Para quien no conozca Pontones, le diré que se trata de un pueblecito encaramado en la zona más alta de la Sierra de Segura, que vivía por entonces de la pequeña agricultura y de la pequeña ganadería; de gentes muy trabajadoras, humildes y sencillas a las que en algún momento llegué a odiar por lo que yo –niño de ciudad- entonces consideraba una manía de mis paisanos: casa en la que entraras a cualquier hora te ponían de comer. De aguas prístinas sus huertas eran de una feracidad exultante y, rodeado de una vegetación boscosa considerable, la fauna de todo su entorno era todo un canto a la naturaleza: ciervos, gamos, jabalíes, torcaces, buitres…Todo un lujo.

Fachada e interior de la iglesia de Pontones (Jaén)

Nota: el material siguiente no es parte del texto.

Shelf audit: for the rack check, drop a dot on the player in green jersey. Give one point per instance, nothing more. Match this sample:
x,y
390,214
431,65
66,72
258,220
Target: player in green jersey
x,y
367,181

Fue ese entorno, como decía más arriba, el escenario donde transcurrieron esos veranos de tan gratísimo recuerdo y que ahora, con el transcurrir de los años, creo que forjaron, en buena medida, una parte importante de mi personalidad. Acogido por mis tíos y mis primos allí comencé a vislumbrar, aunque de forma difusa entonces, ciertos aspectos de la vida que tan fecundos me serían luego. Allí, una figura de gran trascendencia para mí pronto comenzaría a elevarse ante mis ojos de niño por encima de todos: El Rayao. Tío político; analfabeto y pastor; fanfarrón y tierno –si se achispaba, le brillaban pícaros los ojillos cuando tenía delante una mujer hermosa y se emocionaba cuando mi padre les contaba a él y a mi tía los progresos en los estudios de mi hermano o los míos-; el rostro y las manos arrasadas por ventiscas y agostos de justicia y siempre en la brecha. Él me enseñó a sentir las fatigas del trabajo del campesino y me inculcó el amor por el pedazo de tierra que proporciona el sustento; a mirar el cielo y las estrellas. Y también a escucharlos. Quien no haya escuchado el concierto silencioso que nos brinda la naturaleza en una noche de verano no sabe lo que se pierde: el canto de los grillos, el ululato del búho o la lechuza, el cuchicheo de la perdiz, el ladrido de los perros en la lejanía –que tan estéticamente Lorca llamó “horizonte de perros”-, el canto del gallo de madrugada…Él me enseñó también que en la figura encorvada de un pastor o de un campesino no es el yugo del trabajo el que lo hace humillar sino el peso de una injusticia. Por eso jamás renunciaré a mis raíces. Por eso mi hermano y yo lo veneramos hasta el último de sus días.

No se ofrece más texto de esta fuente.